I am very bored by language models that just pump the training data through something and then predict the word following a partially revealed sentence. I mean, I don’t learn anything from them apart from a lot of technical wizardry. So, I am trying to look for papers that lean towards true comprehension.
This paper “Question Asking as Program Generation” is from NIPS 2017. They have collected 605 questions that humans have asked in the context of several partially revealed battleship game board with a view to gain information about the positions of the hidden ships. So each of these questions comes with a context (the game board). The authors aim to create a system to predict the question given a context.
Questions as Programs
In order to generate questions we need something compositional. The authors turn to programming. In this case, lisp programs. Every question is written as a lisp program. For example,
How many tiles have the same colour as tile 2F? is written as
(setSize (colouredTiles (colour 2F))). These are converted by hand.

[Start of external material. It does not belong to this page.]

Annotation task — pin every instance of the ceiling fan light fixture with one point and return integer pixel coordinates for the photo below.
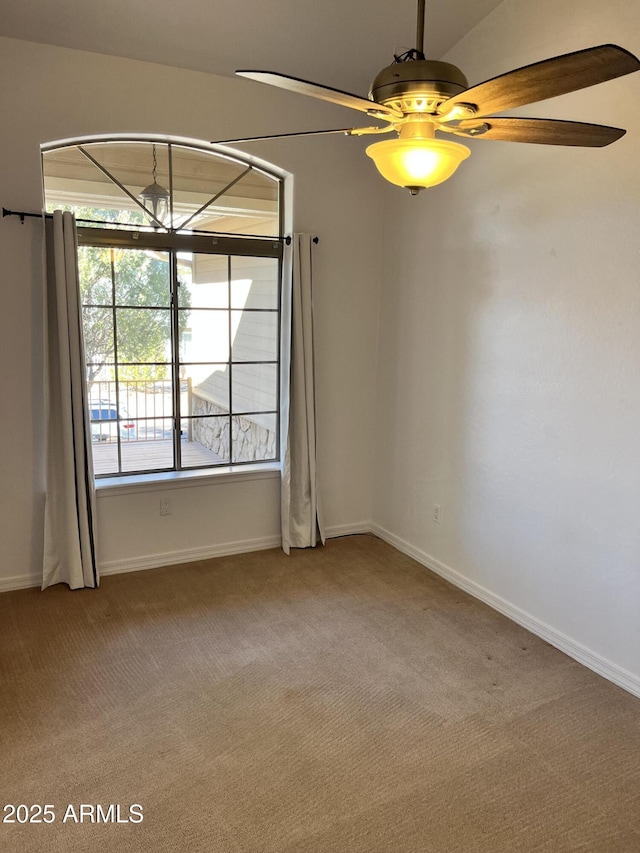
(417, 163)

They have a limited set of allowed predicates and constructions as the domain is limited to this battleship board. As a result, they define a simple context-free grammar that covers all possible valid programs.
In the context of the battleship game, the human subjects were asked to come up with ‘useful’ questions. They were given plenty of training. It’s great having a grammar to generate valid programs but how many of them are actually useful? To that end, they define several features. I’ll describe these and skip over the probability model that is optimized.
The first is the Expected Information Gain value of a question. That is, how much uncertainty is reduced in knowing the actual board state after the answers (averaged over multiple contexts) to that question. So, questions which reveal more (on average) about the actual state get a higher score.
The second is complexity. Favoring the above feature only can lead to very long questions. So, this feature is thrown in to favor shorter questions. This measures the complexity of a question based on the grammar.
Another feature is the answer type. That is whether it is a yes/no question or a location or a colour.
What’s interesting is that they were able to generate questions (i.e. programs) given a context. It’s interesting to tackle a problem like this. It is similar to say a robot learning language with respect to its senses. Learning can be very quick because the language has to be computed unlike unsupervised language models.